Déclaration de M. Jean-Baptiste Lemoyne, secrétaire d'Etat au tourisme, aux Français de l'étranger et à la francophonie, en réponse à une question sur le Qatar, à l'Assemblée nationale le 2 mars 2021.

Intervenant(s) :

  • Jean-Baptiste Lemoyne - Secrétaire d'Etat au tourisme, aux Français de l'étranger et à la francophonie

Circonstance : Question au gouvernement à l'Assemblée nationale

Prononcé le

Texte intégral

Merci beaucoup, Monsieur le Président, Mesdames et Messieurs les Députés, Monsieur le Député,

C'est la même émotion qui nous a saisis, naturellement, une émotion légitime, collective, et face à cela, nous avons un devoir d'action.

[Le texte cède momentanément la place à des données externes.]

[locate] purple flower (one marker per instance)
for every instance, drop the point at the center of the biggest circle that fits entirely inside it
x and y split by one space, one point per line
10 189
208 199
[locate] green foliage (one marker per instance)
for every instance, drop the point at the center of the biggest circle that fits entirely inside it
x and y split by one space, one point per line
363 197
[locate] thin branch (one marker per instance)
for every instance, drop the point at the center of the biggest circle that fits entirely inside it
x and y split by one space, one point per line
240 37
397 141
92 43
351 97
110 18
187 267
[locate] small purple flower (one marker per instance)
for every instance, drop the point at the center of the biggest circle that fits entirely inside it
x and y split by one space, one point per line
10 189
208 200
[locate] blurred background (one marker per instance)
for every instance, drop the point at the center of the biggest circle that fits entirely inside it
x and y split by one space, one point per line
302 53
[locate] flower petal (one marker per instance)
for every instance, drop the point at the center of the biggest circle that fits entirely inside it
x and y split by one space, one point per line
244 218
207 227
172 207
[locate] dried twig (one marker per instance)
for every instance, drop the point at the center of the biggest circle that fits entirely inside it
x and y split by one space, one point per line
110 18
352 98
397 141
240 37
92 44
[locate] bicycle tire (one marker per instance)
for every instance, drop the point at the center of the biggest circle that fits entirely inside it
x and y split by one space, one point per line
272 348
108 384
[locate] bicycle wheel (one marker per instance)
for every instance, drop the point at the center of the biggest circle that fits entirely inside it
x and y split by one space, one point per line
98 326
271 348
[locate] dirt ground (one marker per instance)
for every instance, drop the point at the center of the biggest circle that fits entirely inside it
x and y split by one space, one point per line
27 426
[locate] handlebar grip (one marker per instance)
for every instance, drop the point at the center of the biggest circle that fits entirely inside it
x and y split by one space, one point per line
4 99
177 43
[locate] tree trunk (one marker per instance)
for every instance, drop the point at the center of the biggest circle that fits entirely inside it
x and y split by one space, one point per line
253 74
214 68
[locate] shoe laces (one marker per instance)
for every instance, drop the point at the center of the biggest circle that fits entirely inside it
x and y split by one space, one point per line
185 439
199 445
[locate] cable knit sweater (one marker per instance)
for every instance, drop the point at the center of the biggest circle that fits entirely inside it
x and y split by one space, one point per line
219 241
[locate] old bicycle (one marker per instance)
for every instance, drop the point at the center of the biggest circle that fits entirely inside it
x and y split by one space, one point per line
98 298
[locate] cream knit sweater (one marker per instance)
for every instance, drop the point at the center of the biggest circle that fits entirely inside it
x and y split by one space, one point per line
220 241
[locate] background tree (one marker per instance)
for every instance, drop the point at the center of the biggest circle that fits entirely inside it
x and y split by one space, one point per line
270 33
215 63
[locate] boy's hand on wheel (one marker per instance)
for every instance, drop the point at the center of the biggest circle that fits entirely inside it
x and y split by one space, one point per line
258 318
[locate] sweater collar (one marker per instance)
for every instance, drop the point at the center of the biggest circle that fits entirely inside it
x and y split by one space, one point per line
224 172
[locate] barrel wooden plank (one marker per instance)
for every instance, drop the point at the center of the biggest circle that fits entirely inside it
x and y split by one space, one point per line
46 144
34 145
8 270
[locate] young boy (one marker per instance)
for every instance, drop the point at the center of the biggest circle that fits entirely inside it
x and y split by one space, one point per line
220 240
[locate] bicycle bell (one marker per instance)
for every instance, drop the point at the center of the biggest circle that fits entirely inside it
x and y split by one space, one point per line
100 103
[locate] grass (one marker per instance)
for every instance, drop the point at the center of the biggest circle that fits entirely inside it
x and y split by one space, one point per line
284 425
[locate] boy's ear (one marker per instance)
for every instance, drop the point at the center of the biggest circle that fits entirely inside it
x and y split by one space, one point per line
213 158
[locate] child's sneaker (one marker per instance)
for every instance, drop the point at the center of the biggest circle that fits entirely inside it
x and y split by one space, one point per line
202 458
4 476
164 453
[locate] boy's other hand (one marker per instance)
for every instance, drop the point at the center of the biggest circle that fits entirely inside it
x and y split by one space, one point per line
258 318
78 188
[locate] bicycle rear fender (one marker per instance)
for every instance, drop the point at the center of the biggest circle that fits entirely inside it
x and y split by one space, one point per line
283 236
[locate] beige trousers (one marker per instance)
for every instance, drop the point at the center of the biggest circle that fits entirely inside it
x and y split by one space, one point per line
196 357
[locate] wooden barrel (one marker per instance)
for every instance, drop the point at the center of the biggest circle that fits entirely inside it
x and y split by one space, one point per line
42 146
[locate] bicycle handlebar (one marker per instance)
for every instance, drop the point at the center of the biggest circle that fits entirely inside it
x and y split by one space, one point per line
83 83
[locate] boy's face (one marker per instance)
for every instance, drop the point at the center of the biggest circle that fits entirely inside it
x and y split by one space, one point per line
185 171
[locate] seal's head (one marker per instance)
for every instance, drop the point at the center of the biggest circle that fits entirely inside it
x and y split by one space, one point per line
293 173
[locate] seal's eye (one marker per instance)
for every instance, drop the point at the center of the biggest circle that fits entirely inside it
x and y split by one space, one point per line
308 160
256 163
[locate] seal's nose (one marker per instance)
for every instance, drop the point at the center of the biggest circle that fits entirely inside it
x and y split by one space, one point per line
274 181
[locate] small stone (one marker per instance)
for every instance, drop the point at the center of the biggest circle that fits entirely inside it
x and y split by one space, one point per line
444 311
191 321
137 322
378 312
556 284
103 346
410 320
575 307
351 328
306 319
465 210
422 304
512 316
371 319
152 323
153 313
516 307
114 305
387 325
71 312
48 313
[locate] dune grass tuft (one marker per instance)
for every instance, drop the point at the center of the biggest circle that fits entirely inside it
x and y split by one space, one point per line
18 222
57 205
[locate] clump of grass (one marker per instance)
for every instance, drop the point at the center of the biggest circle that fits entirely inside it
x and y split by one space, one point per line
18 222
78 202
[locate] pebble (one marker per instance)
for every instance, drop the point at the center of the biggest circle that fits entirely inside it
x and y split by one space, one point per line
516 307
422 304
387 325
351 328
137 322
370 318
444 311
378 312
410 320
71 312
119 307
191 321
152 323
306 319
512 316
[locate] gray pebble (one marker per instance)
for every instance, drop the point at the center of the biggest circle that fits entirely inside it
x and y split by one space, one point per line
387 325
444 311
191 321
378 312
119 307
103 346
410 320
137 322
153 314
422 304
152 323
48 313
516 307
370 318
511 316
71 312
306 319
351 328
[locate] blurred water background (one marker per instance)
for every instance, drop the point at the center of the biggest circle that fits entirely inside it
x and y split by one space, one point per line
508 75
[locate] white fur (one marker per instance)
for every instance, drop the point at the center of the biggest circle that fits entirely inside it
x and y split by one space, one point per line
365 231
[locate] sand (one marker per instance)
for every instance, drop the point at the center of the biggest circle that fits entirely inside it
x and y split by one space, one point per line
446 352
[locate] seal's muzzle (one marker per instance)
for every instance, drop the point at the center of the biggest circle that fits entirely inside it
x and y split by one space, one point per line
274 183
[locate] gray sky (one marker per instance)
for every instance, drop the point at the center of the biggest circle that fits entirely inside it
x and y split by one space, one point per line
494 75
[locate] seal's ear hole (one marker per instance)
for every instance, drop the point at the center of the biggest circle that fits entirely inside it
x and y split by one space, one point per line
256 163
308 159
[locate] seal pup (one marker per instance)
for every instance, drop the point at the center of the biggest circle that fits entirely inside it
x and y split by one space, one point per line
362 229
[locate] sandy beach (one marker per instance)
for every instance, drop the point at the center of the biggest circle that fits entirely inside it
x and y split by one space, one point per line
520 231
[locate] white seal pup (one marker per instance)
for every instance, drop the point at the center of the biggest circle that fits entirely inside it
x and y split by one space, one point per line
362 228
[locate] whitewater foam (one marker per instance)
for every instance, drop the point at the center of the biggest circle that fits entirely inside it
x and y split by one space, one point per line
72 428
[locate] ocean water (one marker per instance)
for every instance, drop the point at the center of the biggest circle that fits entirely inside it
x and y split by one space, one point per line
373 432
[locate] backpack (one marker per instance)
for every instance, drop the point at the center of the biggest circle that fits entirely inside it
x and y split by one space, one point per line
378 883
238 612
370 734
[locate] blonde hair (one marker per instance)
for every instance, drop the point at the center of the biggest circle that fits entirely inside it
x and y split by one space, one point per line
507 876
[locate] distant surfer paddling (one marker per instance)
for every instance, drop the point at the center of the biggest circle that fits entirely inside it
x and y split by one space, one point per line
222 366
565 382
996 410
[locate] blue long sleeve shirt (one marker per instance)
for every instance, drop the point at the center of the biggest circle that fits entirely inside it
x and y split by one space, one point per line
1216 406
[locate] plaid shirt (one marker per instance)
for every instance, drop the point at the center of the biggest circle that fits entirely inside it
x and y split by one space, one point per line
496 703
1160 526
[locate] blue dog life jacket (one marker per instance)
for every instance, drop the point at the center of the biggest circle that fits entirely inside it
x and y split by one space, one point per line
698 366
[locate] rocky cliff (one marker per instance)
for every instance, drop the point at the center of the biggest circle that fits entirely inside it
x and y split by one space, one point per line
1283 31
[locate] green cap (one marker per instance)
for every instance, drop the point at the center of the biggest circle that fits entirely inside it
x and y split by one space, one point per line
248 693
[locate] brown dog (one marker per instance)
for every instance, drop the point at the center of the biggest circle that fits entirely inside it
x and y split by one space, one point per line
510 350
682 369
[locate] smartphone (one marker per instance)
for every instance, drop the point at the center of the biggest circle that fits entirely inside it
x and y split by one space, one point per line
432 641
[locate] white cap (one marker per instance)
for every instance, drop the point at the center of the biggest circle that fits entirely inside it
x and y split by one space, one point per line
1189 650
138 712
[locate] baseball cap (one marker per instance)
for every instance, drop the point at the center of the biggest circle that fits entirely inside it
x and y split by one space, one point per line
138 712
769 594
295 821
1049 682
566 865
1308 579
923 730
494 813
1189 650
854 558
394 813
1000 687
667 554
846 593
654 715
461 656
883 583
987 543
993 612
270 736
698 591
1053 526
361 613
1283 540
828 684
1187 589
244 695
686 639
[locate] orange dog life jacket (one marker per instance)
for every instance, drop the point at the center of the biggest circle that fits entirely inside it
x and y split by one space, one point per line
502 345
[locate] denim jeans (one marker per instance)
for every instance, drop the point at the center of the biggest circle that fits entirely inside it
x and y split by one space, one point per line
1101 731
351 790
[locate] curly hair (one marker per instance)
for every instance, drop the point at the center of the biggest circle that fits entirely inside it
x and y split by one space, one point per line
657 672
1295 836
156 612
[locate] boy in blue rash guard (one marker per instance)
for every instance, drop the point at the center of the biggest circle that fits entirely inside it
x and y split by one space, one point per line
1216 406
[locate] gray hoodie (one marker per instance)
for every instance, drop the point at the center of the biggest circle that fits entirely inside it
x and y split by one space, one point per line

Non pas, d'ailleurs, que nous n'ayons pas agi, parce que depuis 2010, la voix non seulement de la France, mais de l'Union européenne, d'un certain nombre de partenaires, elle a été claire, elle a été forte. Nous avons obtenu que le Bureau international du travail puisse enfin ouvrir un bureau à Doha. Nous avons obtenu, arraché, un certain nombre de réformes en matière de droit du travail, la suppression de cette kafala qui faisait qu'il y avait un rapport contraignant, asservissant entre l'employeur et l'employé.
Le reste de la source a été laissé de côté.